Third, H.R. 4250 contains provisions that have nothing to do with patients' rights and only serve to reduce the likelihood that an acceptable agreement can be reached on this important issue. Recognizing our concerns with these provisions, the Congress agreed as recently as last year to keep them off bipartisan legislation -- specifically, the Balanced Budget Act of 1997. These provisions include:
- Caps on medical malpractice awards and limits on malpractice actions. While the Administration has consistently supported medical malpractice reforms, it opposes federally imposed caps on punitive and non-economic damages in medical malpractice cases.
- Expansion of Medical Savings Accounts (MSAs). H.R. 4250 would subvert the MSA demonstration project enacted in the Health Insurance Portability and Accountability Act of 1996. Under H.R. 4250, the MSA tax break may accrue only to the healthiest and wealthiest individuals and attract them out of the general health insurance market, potentially raising premiums for all other people. There is no evidence that the claimed cost containment benefit of MSAs outweighs the cost of providing a tax break primarily for healthy and higher-income individuals.
- Association Health Plans (AHPs). H.R. 4250 would create a new insurance option for small groups and individuals that would exempt them from many existing State safeguards in such areas as solvency, marketing, underwriting, rating practices, benefits, and consumer protections.

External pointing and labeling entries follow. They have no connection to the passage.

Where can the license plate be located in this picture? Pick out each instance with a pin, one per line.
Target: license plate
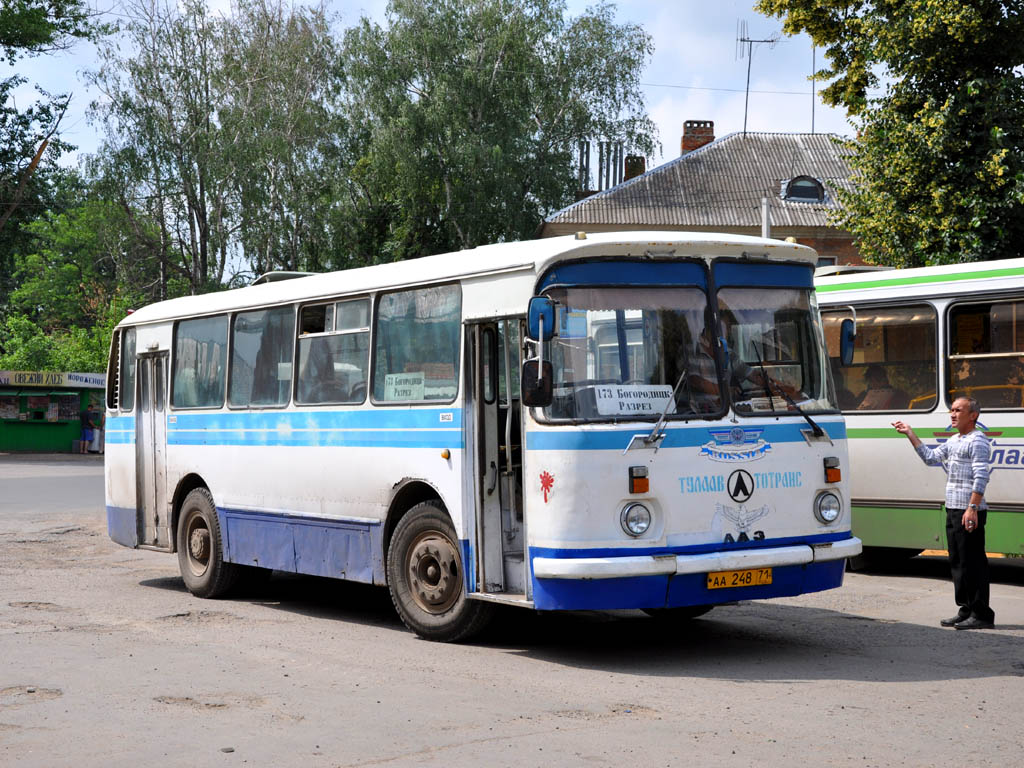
(726, 579)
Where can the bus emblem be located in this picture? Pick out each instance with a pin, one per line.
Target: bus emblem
(740, 485)
(735, 444)
(743, 519)
(547, 480)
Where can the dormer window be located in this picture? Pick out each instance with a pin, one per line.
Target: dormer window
(803, 189)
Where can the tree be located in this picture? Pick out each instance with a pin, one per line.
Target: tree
(226, 132)
(468, 114)
(161, 112)
(29, 146)
(939, 160)
(281, 124)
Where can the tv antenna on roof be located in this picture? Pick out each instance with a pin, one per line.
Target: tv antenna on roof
(742, 38)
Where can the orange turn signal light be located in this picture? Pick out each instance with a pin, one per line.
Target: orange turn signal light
(639, 482)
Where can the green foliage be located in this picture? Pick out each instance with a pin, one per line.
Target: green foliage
(469, 114)
(29, 27)
(939, 161)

Under current law, States regulate the small group and individual markets, thereby helping to make coverage affordable. H.R. 4250 would permit AHPs to discriminate by cherry-picking healthier groups and individuals. Those remaining in the State's insurance pool would face higher premiums, leading to higher levels of uninsurance and undermining the stability of the State insurance pool.

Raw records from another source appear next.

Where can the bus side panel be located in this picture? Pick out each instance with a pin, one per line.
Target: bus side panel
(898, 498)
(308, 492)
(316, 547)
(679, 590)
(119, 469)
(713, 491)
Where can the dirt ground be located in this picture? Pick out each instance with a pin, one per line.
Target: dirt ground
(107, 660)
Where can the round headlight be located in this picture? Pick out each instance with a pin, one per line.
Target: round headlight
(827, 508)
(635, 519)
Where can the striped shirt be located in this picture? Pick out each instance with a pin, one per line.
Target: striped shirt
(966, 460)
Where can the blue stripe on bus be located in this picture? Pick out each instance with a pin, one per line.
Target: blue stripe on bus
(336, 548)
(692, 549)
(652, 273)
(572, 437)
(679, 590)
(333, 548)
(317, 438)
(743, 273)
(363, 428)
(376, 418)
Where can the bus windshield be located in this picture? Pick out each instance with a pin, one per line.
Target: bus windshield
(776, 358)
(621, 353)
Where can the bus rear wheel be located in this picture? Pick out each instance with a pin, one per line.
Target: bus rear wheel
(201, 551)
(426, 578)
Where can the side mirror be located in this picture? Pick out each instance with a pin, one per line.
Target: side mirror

For these reasons, the President agrees with provider organizations, such as the American Medical Association and the American Nurses Association, and virtually every major consumer organization that H.R. 4250 is insufficient and does not provide patients with the protections they need and deserve. While we have serious concerns with H.R. 4250, the President remains committed to passing a strong, enforceable and bipartisan patients' bill of rights this year. The bipartisan substitute legislation offered by Mr. Dingell and Dr. Ganske covers all health plans, contains strong enforceable patient protections, and has no "poison pill" provisions that have nothing to do with these patient protections. As such, the President would sign H.R. 3605 into law. It is the President's hope that Republicans and Democrats can work across party lines to put progress ahead of partisanship and pass legislation that provides Americans with the patients' protections they need and deserve.
H.R. 4250 would affect both direct spending and receipts; therefore, it is subject to the pay-as-you-go requirement of the Omnibus Budget Reconciliation Act of 1990. OMB's preliminary scoring estimate of the bill is under development.